Dating married man wife found out
She told him to stop seeing the other counselor and find another one who knows about me too.He is having a very hard time to break it to his wife that he just wants out.I know this because she phoned me (I hung up on her because I was caught unawares and she didn’t give her husband’s name) and then sent me an email.She wanted confirmation of what he told her about how often we met and when we stopped seeing each other. She then started getting nasty, and descended into vitriol, to which I didn’t respond. However, as shitty as her circumstances are, as terribly and righteously angry as she must be feeling right now, as regretful as you must feel right now, if you said “I’m really sorry” to her somewhere in that email exchange then there is literally nothing you can do that will make her feel better or make her life better.

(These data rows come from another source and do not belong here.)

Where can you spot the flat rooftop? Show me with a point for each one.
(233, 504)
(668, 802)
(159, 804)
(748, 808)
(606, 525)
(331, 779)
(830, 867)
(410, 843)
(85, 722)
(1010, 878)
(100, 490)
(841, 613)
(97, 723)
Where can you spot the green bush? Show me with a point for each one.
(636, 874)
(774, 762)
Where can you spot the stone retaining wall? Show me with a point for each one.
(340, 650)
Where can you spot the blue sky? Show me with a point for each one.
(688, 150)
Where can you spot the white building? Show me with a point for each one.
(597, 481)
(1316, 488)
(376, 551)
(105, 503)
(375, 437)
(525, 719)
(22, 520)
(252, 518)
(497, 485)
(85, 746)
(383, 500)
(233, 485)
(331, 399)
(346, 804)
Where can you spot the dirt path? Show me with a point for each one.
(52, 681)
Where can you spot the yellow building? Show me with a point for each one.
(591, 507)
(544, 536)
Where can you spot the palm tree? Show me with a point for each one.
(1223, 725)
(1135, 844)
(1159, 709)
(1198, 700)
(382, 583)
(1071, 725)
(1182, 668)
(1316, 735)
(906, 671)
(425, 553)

I would probably have not gone into this if I didn’t know he would be leaving his wife.
Anyone who does write back to one of her emails (or a public social media post) has just bought themselves 6 more weeks of unwanted contact. Take a different way to work, park in a different place so your car is less of a target for slashed tires and awkward run-ins. How could you respond to someone you know who also knows Mrs.
There are a few things you can do to give yourself a little bit of control back while this spins out: 1) Filter her email address to a special folder that bypasses your inbox. 2) Lock down your social media accounts so they are friends-only. Bad Idea and who is uncool enough to bring it up with you? This was more than three years ago, your involvement is long past, you ended the relationship because you realized it was wrong and have made major changes to how you do things that are more in line with your ethics.
Check it no more than once a month with a trusted friend and a glass of wine at hand –you need to keep anything that comes in to document in case things escalate, but it will be better if you control how and when you engage. If she has accounts that you can easily find, preemptively block them without interacting — if she hasn’t found yours before now, to her it will look like you’ve never existed. 5) Get yourself tested for STIs if you haven’t in a while, since she might not be the only one nursing a nasty surprise from a guy who had so many things going on he had to keep a roster. The dude put his wife at risk, kept NOTES (I’m really never letting that one go – journals are one thing, making your exploits identifiable and findable to others is quite another) and he is really the one who put all of you in this crappy situation.
Both guys know that I slept with married guys in my past.
My problem is that one of the married guys I slept with has been busted by his wife.